Opéra, 16 février
Après Avignon en octobre 2023 et Nice en janvier 2024, cette production de Rusalka, mise en scène par Jean-Philippe Clarac et Olivier Deloeiul et présentée dans le cadre d’Opéras au Sud, vient d’accoster à Marseille, avant de terminer son périple à Toulon. Dans le compte-rendu qu’il en avait fait lors de la création dans la Cité des Papes (voir O. M. n° 198 p. 53 de décembre 2023), Mehdi Mahdavi écrivait que les metteurs en scène parvenaient, dans chacune de leur production, « à tirer un fil d’un bout à l’autre des ouvrages qui leur sont confiés […] parce qu’ils empruntent, la plupart du temps, une voie parallèle à celle qui suit l’intrigue originelle, quand tant d’autres s’évertuent à slalomer autour ».
On ne peut que souscrire à ce point de vue. Mais on peut trouver aussi qu’il s’agit d’une habileté, d’un truc qui permet de raconter l’histoire en trouvant des résonances contemporaines (ici, l’histoire de la natation synchronisée et de la volonté d’une de ses participantes d’échapper aux contraintes stéréotypées qu’elle véhicule), certes malin, mais qui reste artificiel, qui consiste à plaquer une nouvelle intrigue plutôt qu’à interroger vraiment celle qui existe déjà. À bien des égards, et malgré toutes les interprétations psychanalytiques qu’on peut en faire, Rusalka reste un conte un peu naïf et qui reste au premier degré.

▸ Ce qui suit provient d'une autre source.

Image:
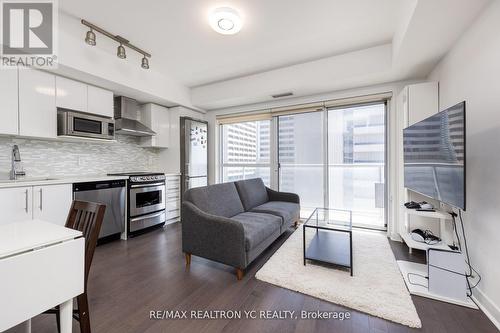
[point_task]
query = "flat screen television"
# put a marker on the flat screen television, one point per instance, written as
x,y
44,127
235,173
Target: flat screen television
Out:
x,y
434,156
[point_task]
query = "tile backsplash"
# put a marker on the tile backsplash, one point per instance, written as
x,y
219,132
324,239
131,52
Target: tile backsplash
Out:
x,y
57,158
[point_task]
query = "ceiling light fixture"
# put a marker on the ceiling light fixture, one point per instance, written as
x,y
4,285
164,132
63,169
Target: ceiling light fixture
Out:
x,y
145,63
90,39
225,20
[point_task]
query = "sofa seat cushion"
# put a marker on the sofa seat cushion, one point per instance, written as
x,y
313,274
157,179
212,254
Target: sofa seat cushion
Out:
x,y
288,211
252,192
257,227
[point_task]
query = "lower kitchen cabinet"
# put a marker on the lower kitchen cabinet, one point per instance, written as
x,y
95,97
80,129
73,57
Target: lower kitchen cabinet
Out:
x,y
16,204
173,198
50,203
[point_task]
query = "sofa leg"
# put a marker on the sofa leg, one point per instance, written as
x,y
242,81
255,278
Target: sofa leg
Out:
x,y
239,274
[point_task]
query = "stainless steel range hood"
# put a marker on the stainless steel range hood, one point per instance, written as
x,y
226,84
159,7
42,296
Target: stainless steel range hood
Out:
x,y
127,118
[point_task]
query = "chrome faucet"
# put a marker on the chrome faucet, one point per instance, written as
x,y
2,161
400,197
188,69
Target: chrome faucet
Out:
x,y
16,164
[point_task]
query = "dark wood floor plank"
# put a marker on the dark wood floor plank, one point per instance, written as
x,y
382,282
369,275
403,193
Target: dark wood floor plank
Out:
x,y
129,279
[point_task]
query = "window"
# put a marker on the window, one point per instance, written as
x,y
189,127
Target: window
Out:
x,y
246,151
332,157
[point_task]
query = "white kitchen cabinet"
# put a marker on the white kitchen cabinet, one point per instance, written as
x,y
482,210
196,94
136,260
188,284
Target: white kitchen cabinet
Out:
x,y
173,198
15,204
8,102
71,94
37,104
157,118
100,101
51,203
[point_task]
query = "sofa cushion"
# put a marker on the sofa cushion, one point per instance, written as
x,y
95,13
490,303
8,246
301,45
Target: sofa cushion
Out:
x,y
288,211
252,192
219,199
257,227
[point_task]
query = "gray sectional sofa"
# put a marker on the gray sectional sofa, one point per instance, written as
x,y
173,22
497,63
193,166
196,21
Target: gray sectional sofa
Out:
x,y
232,223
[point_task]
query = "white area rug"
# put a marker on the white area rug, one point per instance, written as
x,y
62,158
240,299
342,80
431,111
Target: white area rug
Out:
x,y
377,287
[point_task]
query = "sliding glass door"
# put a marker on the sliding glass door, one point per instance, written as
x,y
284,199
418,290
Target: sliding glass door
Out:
x,y
301,158
332,158
356,163
335,158
245,151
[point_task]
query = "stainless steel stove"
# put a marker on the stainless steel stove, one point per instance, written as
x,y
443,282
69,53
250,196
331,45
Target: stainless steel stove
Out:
x,y
146,200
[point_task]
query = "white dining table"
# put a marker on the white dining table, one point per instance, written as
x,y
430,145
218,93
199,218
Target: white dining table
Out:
x,y
41,266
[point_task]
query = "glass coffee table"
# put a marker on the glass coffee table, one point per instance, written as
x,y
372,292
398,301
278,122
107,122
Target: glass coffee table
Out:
x,y
332,239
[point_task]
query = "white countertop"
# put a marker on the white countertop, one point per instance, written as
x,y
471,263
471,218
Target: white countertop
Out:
x,y
19,237
37,181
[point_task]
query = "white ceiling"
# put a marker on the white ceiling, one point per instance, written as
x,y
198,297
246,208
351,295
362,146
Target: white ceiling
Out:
x,y
276,33
307,47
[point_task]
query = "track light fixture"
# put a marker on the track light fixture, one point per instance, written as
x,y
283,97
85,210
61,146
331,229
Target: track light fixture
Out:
x,y
145,63
120,52
90,39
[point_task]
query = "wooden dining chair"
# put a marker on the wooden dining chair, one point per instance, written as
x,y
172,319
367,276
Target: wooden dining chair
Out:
x,y
86,217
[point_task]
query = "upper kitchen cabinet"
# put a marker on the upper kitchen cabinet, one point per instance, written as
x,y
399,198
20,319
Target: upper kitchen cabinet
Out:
x,y
8,102
100,101
157,118
71,94
37,104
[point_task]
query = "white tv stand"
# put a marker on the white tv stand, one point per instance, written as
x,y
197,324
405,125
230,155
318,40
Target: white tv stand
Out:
x,y
442,216
417,272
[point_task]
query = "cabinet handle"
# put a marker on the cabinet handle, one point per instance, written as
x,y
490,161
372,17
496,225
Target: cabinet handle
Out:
x,y
41,199
26,202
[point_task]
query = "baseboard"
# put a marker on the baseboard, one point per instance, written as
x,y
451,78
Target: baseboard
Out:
x,y
394,236
490,309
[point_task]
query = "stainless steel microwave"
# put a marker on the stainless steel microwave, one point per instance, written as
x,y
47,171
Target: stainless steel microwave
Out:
x,y
71,123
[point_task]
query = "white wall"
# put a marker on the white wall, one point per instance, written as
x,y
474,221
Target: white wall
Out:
x,y
170,158
471,72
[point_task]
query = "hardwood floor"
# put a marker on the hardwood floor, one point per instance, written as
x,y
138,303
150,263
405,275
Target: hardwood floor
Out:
x,y
130,279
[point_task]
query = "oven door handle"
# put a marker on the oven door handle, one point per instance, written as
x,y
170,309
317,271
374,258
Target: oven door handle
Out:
x,y
147,216
147,185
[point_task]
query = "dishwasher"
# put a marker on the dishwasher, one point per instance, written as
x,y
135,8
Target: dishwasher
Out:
x,y
112,194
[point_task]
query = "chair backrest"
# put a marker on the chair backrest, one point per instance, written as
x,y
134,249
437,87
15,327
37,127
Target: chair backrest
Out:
x,y
87,217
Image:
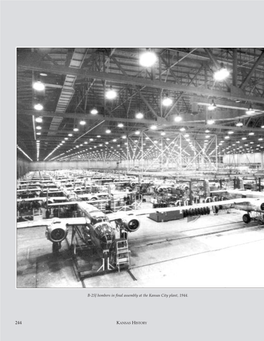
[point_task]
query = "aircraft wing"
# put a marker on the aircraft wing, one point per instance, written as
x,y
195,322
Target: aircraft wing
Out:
x,y
123,214
47,222
66,203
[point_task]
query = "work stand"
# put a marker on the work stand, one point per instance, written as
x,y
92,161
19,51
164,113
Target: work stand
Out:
x,y
90,261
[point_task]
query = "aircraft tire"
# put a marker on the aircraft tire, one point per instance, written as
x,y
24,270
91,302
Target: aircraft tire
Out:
x,y
246,218
56,247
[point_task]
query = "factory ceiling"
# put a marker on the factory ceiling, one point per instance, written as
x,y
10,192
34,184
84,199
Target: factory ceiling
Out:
x,y
76,81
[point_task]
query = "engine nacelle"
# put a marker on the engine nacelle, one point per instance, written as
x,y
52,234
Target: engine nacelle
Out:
x,y
131,224
254,205
57,231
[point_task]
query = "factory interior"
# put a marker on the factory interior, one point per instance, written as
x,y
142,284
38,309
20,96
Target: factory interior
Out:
x,y
140,167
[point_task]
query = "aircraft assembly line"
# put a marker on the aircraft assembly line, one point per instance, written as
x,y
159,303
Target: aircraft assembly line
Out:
x,y
137,242
140,166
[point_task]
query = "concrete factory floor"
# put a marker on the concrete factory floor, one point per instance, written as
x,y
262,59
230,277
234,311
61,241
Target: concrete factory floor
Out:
x,y
208,251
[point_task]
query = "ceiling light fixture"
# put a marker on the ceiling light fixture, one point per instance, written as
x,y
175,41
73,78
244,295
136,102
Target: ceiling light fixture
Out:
x,y
167,101
38,106
221,74
212,106
111,94
147,58
177,118
210,121
239,124
139,115
39,86
250,111
94,111
39,119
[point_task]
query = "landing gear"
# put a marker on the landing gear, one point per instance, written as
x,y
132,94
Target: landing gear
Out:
x,y
246,218
56,247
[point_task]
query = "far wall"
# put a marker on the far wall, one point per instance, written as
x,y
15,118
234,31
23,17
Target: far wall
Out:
x,y
246,159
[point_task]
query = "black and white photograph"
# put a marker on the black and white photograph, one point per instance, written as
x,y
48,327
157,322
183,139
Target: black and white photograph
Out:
x,y
140,167
132,170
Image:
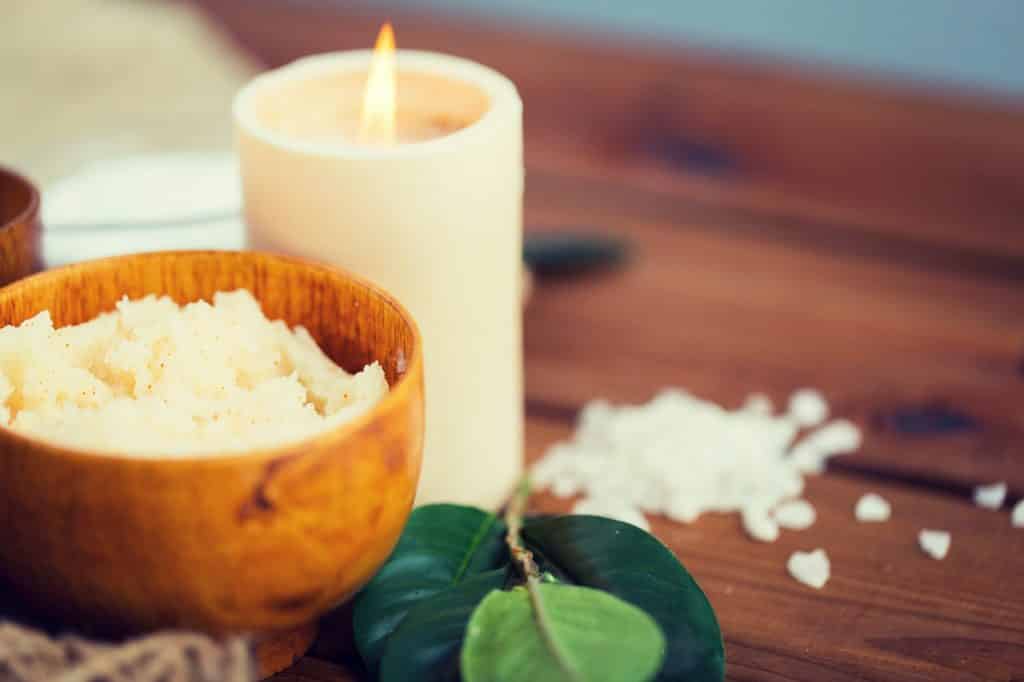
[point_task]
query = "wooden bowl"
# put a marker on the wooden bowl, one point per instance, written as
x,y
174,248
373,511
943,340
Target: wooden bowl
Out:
x,y
19,228
261,543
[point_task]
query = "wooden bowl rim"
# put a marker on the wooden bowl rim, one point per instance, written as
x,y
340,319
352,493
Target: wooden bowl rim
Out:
x,y
31,211
395,397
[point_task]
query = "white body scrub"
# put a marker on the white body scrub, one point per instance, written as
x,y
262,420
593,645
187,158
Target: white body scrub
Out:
x,y
156,379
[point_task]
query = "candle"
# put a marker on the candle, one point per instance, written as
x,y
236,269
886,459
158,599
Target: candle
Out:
x,y
407,168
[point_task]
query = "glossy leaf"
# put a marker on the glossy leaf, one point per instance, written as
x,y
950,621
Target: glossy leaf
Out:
x,y
632,564
559,633
425,646
441,547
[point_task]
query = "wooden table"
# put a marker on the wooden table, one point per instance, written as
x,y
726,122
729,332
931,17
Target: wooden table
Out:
x,y
791,228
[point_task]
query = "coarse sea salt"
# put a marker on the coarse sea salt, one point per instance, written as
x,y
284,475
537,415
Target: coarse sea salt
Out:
x,y
935,543
872,508
681,457
990,497
608,508
811,568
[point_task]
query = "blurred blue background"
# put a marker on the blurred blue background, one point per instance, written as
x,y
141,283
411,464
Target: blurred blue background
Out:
x,y
968,43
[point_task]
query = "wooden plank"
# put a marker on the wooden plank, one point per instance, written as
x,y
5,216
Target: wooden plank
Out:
x,y
932,167
888,613
316,670
737,315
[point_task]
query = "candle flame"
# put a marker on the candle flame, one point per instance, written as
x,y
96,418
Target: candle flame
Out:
x,y
377,123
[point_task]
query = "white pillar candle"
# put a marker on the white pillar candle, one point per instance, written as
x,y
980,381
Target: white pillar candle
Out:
x,y
435,217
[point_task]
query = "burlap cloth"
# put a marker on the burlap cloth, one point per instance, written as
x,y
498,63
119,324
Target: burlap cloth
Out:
x,y
28,655
93,79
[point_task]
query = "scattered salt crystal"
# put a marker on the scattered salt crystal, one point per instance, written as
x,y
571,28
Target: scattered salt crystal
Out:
x,y
990,497
808,408
758,403
611,509
935,543
872,508
795,515
682,457
759,524
811,568
837,437
1017,518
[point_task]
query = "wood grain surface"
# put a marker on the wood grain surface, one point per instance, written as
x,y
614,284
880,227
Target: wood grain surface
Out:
x,y
20,254
790,228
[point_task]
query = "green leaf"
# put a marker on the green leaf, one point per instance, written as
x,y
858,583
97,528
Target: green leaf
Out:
x,y
425,647
632,564
560,633
441,547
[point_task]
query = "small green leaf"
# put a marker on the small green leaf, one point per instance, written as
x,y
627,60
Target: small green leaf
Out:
x,y
632,564
425,647
560,633
441,546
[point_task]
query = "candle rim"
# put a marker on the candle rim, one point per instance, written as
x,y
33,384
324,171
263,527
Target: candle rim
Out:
x,y
500,90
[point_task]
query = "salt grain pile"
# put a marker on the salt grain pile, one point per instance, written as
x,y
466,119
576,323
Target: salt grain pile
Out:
x,y
682,457
157,379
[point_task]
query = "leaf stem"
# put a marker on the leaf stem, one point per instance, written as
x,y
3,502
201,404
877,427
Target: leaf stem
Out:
x,y
521,556
523,559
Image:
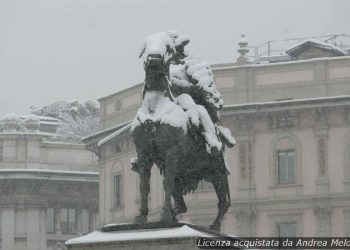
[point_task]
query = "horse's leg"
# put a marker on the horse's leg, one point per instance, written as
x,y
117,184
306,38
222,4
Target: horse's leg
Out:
x,y
220,184
179,206
145,174
171,164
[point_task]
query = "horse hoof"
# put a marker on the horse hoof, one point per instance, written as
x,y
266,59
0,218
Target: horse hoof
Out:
x,y
140,219
180,210
169,217
215,227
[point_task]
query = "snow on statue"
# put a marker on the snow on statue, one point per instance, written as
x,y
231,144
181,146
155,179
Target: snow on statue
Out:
x,y
176,127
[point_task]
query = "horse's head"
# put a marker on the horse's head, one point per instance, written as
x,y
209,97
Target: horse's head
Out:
x,y
157,53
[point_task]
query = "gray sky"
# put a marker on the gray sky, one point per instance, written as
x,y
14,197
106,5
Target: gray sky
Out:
x,y
54,50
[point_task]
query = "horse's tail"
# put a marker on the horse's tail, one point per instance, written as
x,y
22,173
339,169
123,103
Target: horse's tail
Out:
x,y
228,191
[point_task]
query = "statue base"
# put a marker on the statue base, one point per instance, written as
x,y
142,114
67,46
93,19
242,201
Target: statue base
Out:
x,y
154,235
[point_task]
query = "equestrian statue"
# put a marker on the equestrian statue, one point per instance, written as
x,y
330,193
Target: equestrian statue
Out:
x,y
176,127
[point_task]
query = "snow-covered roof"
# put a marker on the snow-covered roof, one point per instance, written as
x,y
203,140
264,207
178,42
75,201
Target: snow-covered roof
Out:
x,y
114,135
184,231
318,101
47,174
338,51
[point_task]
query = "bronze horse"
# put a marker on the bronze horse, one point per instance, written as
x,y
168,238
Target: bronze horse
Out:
x,y
164,136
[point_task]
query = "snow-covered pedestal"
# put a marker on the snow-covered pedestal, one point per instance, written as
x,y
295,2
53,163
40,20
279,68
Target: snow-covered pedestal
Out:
x,y
149,236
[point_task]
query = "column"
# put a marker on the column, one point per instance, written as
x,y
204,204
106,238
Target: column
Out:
x,y
8,228
43,230
321,135
33,229
323,217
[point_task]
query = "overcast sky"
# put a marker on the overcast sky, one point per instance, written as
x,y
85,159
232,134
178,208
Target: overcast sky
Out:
x,y
54,50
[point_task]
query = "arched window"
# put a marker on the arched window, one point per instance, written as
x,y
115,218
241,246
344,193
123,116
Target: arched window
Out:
x,y
286,161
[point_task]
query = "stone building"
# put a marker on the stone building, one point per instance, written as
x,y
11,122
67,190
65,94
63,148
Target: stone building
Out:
x,y
290,170
48,188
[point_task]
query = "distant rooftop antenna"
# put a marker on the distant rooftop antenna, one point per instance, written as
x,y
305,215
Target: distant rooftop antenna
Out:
x,y
242,50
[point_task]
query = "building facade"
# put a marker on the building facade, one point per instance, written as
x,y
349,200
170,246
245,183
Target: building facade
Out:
x,y
48,188
290,170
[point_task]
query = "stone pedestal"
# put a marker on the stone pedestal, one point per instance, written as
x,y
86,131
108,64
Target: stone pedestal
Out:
x,y
148,236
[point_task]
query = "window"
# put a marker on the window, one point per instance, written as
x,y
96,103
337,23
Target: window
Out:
x,y
117,190
286,229
204,185
50,220
68,220
286,167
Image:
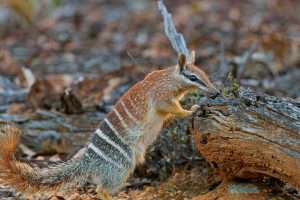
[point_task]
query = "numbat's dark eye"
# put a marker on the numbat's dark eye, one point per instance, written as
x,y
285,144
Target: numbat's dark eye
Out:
x,y
193,78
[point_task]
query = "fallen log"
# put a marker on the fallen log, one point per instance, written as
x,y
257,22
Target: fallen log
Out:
x,y
252,135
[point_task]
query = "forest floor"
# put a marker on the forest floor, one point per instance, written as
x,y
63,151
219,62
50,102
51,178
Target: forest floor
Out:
x,y
61,73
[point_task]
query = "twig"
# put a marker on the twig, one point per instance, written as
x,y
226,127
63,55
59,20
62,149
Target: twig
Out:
x,y
177,39
245,59
223,62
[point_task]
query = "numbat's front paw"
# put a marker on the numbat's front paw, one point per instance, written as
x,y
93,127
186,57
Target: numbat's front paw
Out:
x,y
194,108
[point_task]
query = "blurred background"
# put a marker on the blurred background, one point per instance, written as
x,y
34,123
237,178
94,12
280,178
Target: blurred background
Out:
x,y
64,64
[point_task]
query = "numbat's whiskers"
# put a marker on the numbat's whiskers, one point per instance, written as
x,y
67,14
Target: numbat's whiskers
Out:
x,y
118,144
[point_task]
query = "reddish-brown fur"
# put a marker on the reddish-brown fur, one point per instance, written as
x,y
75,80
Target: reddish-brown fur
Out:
x,y
150,103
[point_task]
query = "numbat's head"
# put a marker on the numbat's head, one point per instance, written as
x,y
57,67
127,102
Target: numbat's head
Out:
x,y
194,77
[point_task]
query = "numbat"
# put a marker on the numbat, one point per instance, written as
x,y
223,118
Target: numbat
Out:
x,y
120,142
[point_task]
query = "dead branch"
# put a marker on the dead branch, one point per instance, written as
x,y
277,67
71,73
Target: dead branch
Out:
x,y
252,136
177,39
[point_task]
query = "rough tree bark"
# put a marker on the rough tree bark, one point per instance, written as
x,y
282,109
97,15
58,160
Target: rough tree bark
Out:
x,y
252,135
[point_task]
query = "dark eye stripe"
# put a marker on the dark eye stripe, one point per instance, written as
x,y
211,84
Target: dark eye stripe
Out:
x,y
201,82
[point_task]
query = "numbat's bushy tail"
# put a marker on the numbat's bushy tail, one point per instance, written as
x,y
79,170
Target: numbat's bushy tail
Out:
x,y
118,144
23,178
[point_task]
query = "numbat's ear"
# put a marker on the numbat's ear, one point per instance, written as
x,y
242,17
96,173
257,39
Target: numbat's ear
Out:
x,y
182,62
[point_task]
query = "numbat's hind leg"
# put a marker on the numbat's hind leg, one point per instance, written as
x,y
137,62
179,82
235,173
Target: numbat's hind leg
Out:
x,y
103,194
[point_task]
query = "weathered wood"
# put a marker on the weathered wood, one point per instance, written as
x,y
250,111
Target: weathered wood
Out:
x,y
252,135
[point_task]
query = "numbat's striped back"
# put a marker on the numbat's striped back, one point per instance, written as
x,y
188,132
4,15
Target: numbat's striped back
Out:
x,y
118,144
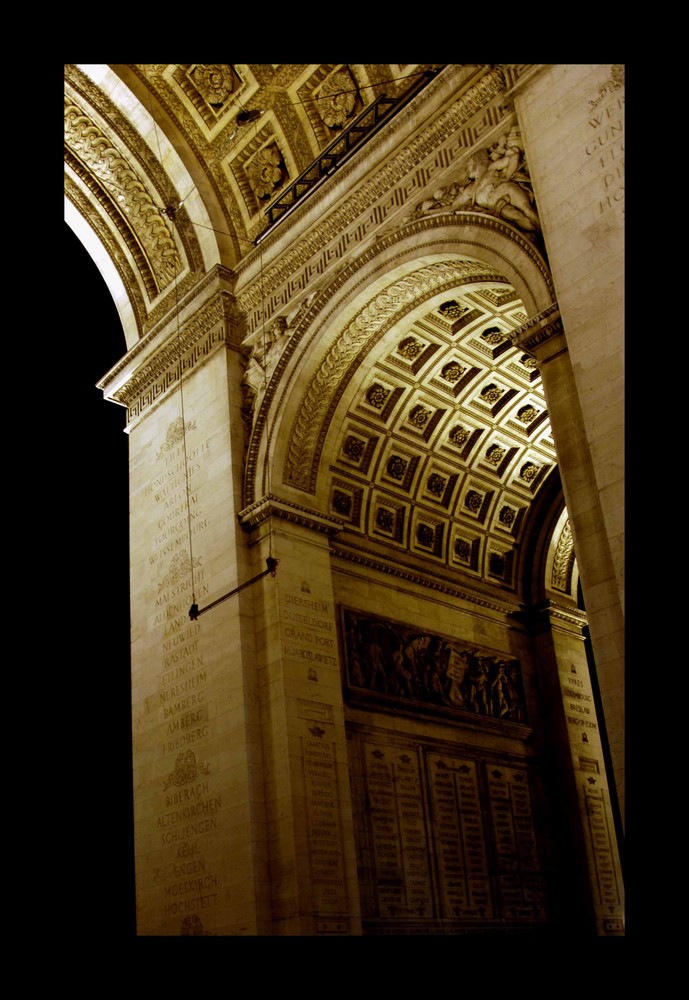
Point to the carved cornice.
(475, 99)
(273, 506)
(209, 328)
(94, 157)
(361, 334)
(551, 614)
(534, 335)
(119, 259)
(218, 274)
(429, 580)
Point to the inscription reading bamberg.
(325, 839)
(189, 804)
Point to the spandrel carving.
(496, 181)
(262, 351)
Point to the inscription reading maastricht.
(189, 801)
(325, 835)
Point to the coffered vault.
(443, 438)
(353, 295)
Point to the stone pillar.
(200, 856)
(577, 764)
(572, 122)
(310, 831)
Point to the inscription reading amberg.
(389, 661)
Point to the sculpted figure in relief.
(263, 350)
(496, 182)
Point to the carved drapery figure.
(262, 351)
(497, 182)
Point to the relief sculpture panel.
(389, 662)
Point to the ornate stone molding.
(210, 327)
(361, 333)
(93, 154)
(475, 99)
(535, 334)
(219, 274)
(428, 579)
(273, 506)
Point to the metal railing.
(365, 125)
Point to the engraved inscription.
(325, 838)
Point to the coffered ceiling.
(443, 442)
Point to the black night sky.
(90, 714)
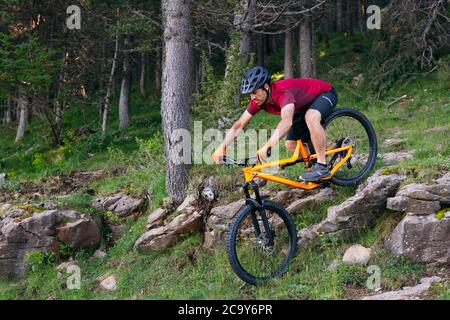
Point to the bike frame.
(300, 155)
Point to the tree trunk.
(175, 93)
(288, 64)
(158, 72)
(243, 20)
(362, 16)
(110, 87)
(8, 112)
(339, 16)
(142, 80)
(59, 111)
(260, 49)
(23, 103)
(305, 57)
(349, 17)
(124, 118)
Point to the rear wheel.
(350, 127)
(252, 256)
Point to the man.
(302, 104)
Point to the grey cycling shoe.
(317, 172)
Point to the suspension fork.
(258, 204)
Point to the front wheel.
(252, 255)
(350, 127)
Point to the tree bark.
(23, 104)
(158, 72)
(110, 87)
(142, 79)
(339, 16)
(260, 49)
(243, 21)
(124, 118)
(288, 64)
(305, 57)
(362, 16)
(8, 112)
(349, 11)
(175, 93)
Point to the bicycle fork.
(258, 204)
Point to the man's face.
(259, 95)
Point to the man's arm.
(237, 127)
(287, 115)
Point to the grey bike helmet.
(254, 79)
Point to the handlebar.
(242, 163)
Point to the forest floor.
(422, 120)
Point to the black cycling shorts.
(325, 103)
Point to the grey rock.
(308, 237)
(445, 179)
(120, 204)
(334, 265)
(156, 218)
(189, 204)
(4, 209)
(109, 283)
(123, 207)
(413, 206)
(163, 237)
(423, 239)
(311, 200)
(208, 194)
(396, 143)
(396, 157)
(99, 254)
(355, 214)
(218, 221)
(407, 293)
(357, 254)
(65, 265)
(43, 232)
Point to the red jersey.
(301, 92)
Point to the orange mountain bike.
(262, 238)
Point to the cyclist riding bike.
(303, 105)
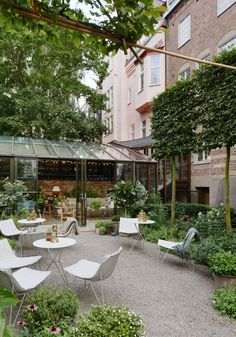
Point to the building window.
(141, 77)
(144, 128)
(184, 31)
(228, 45)
(155, 69)
(132, 131)
(222, 5)
(184, 75)
(109, 96)
(129, 95)
(202, 156)
(206, 58)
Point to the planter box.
(223, 280)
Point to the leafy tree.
(119, 23)
(217, 111)
(41, 80)
(173, 125)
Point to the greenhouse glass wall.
(76, 170)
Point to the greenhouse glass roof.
(56, 149)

Cette reprise marseillaise est dominée par la magnifique Rusalka de Cristina Pasaroiu, qui aurait dû assurer la création avignonnaise. Voix ample, saine, au timbre légèrement corsé, faisant preuve d’infiniment de ductilité dans les sons filés, elle est en outre une actrice convaincante. À ses côtés, Sébastien Guèze semble moins assuré dans le rôle du Prince (avec quelques problèmes de justesse), mais la voix est belle, fraîche, le phrasé élégant et il compose lui aussi un personnage très crédible et très juvénile. Belle prestation de Mischa Schelomianski, aux allures de Philippe Lucas, l’entraîneur de Laure Manaudou, en Vodnik paternel, ainsi que de Camille Schnoor, au grave rassurant et protecteur, en Princesse étrangère de grande allure, qui n’a rien à envier à Cristina Pasaroiu en ce qui concerne la projection de la voix. Performance remarquée également de Marion Lebègue en Jezibaba haute en couleur et très différente de l’image que l’on a du rôle habituellement.
Tous les autres rôles sont tenus avec talent et exactitude, tandis que Laurence Foster dirige l’Orchestre de l’Opéra de Marseille avec force et conviction. Ce dernier ne cherche pas à gommer les aspects parfois faciles, voire folkloriques de la partition et restitue avec ampleur son lyrisme débordant et son inépuisable richesse mélodique.